Ferulic acid esterase (EC 220.127.116.11) catalyses the hydrolysis of the 4-hydroxy-3-methoxycinnamoyl (feruloyl) group from an esterified sugar, which is usually arabinose in arabinoxylan. A suitable ferulic acid esterase may be obtained from a strain of a filamentous fungus (e.g., Trichoderma, Meripilus, Humicola, Aspergillus, Fusarium) or from a bacteria (e.g. Bacillus), such as from Aspergillus niger, e.g., the FAEIII ferulic acid esterase described by Faulds et al. 1994, Microbiology, 140, pp. 779-787.
Arabinofuranosidase (EC 18.104.22.168) catalyses the hydrolysis of terminal non-reducing alpha-L-arabinofuranoside residues in alpha-L-arabinosides.
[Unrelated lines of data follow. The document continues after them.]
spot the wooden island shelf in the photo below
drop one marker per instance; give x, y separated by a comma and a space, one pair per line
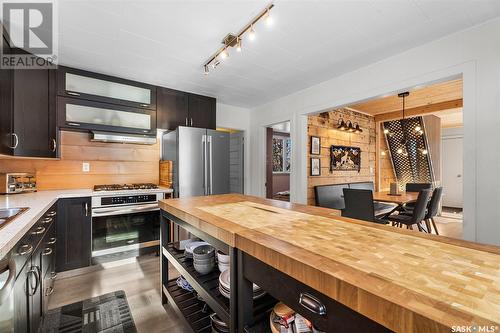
368, 275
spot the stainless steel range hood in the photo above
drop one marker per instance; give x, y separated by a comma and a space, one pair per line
122, 138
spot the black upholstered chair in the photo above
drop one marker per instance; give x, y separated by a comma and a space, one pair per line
330, 196
381, 208
414, 187
359, 205
418, 214
432, 209
417, 187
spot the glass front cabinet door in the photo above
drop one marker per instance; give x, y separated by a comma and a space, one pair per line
103, 88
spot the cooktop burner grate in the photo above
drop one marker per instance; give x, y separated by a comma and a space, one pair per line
120, 187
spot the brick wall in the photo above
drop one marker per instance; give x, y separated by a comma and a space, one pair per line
325, 125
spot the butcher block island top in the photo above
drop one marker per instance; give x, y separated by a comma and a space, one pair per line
404, 280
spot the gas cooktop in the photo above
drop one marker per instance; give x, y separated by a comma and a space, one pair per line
125, 187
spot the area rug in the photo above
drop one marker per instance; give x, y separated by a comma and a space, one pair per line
107, 313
Galactanase (EC 22.214.171.124), arabinogalactan endo-1,4-beta-galactosidase, catalyses the endohydrolysis of 1,4-D-galactosidic linkages in arabinogalactans.
Pectinase (EC 126.96.36.199) catalyses the hydrolysis of 1,4-alpha-D-galactosiduronic linkages in pectate and other galacturonans.
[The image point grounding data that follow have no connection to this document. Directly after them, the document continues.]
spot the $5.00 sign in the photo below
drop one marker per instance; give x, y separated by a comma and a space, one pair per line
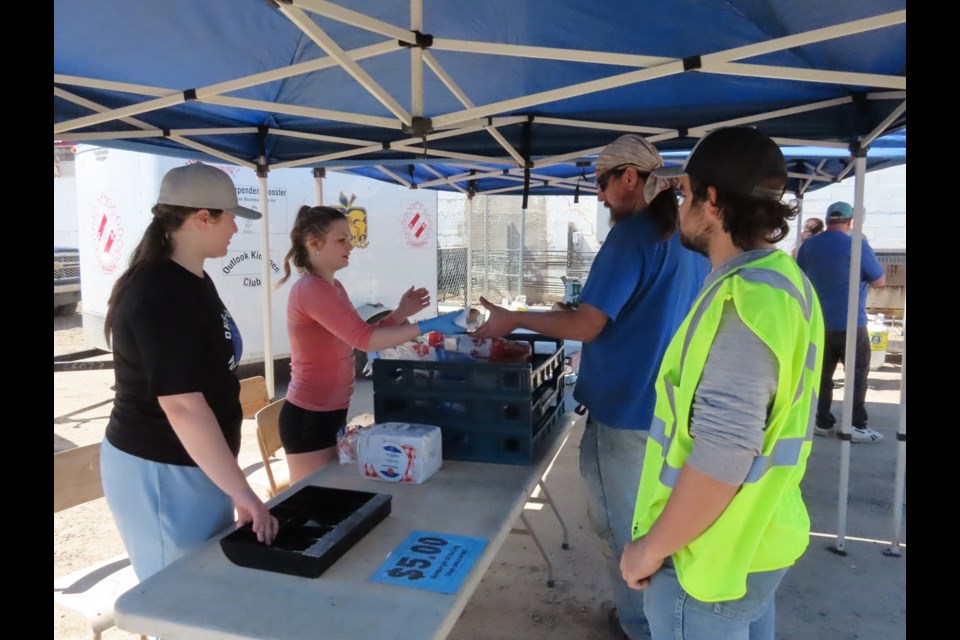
430, 561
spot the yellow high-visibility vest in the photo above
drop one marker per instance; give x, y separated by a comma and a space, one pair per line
766, 526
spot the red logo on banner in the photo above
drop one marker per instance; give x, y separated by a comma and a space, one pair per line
416, 225
108, 234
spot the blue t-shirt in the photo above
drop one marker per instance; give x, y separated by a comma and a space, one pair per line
646, 287
825, 258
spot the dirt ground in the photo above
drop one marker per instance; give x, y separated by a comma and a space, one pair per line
826, 596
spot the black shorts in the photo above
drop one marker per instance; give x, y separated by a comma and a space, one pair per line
303, 431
Xyloqlucanase catalyses the hydrolysis of xyloglucan.
The hemicellulase may be added in an amount effective to hydrolyze hemicellulose, such as, in amounts from about 0.001 to 0.5 wt.-% of dry solids (DS), more preferably from about 0.05 to 0.5 wt.-% of DS.
Materials & Methods
A cellulase preparation comprising cellulolytic enzymes derived from Trichoderma reesei, a polypeptide having cellulolytic enhancing activity (GH61A) disclosed in WO2005074656, and an Aspergillus fumigatus beta-glucosidase disclosed in WO 2008/151079. The cellulase preparation is disclosed in WO 2008/151079.
Corn stover was pretreated using steam explosion at 205° C. for 5 minutes. The resulting PCS (Pretreated Corn Stover) was washed using tap water to remove soluble inhibitors. A fed-batch hydrolysis was performed with washed PCS at 15%, 20% and 30% TS (Total Solids), respectively. All fed-batch of washed PCS were started at 12.6% TS and 1, 3 or 4 additional loadings of PCS were required to reach designated final TS of 15%, 20% or 30%. Cellulase preparation was added at an enzyme dosage of 6 mg EP/g cellulose at 0 hour or split into two equal halves and half was added at 0 hour and the other half at 24 hours. The hydrolysis was performed at 50° C. and pH 5.0 for 96 hours.
Samples of whole slurry were drawn every 24 hours and sugar concentrations were determined by HPLC. The results are shown in table 1. The glucose equivalent conversion is calculated as the percentage of produced cellobiose and glucose out of the total glucose potential in PCS.